1. A method of making a planar optical waveguide device comprising the steps of:

providing a polymer optical waveguide workpiece comprising a substrate having a major surface supporting an optical waveguiding structure comprising a patterned polymer core layer laterally surrounded by cladding material, the optical waveguiding structure composed of polymer softer than the substrate;

adhering overlying the waveguiding structure, a cover layer having a hardness greater than the waveguiding structure; and

polishing an end facet in the waveguiding structure using edges of the substrate and cover to guide the polishing.

2. The method of claim 1 wherein the cladding material comprises polymer material having a lower refractive index than the core polymer.

3. The method of claim 1 wherein the polishing is substantially transverse to the major surface.

4. The method of claim 1 wherein the cover has a hardness equal to or greater than the substrate.

5. The method of claim 1 wherein the substrate comprises silicon or glass.

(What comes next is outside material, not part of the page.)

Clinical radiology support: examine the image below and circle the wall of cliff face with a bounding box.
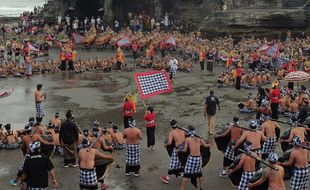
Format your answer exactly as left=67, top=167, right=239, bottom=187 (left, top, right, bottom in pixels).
left=41, top=0, right=310, bottom=33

6. The method of claim 2 wherein the cladding material comprises an underlying polymer cladding layer and an overlying polymer cladding layer.

7. The method of claim 1 wherein the waveguiding structure comprises a polymer selected from the group consisting of acrylates, epoxies, polyimides, silsesquioxanes, polyethers and cyclic olefins.

8. The method of claim 1 wherein the cover layer comprises a glass layer.

9. The method of claim 1 wherein the cover layer is adhesively bonded to the waveguiding structure.

10. A planar optical waveguide device comprising:

a substrate;

an optical waveguide having first and second surfaces, the first surface being adjacent to the substrate; and

a cover layer being adjacent to the second surface of the optical waveguide; and

wherein the optical waveguide comprises a polymer material and the substrate and cover layer comprise materials that are substantively unabraded by mechanical action sufficient to polish the polymer.

11. The apparatus of claim 10, wherein the apparatus includes a smooth end face across the substrate, optical waveguide, and rigid cover layer.

12. The apparatus of claim 10, further comprising:

a layer of adhesive bonding the cover layer to the optical waveguide.

13. The apparatus of claim 10, wherein the optical waveguide includes two optical cladding layers and an optical core layer disposed between the two optical cladding layers.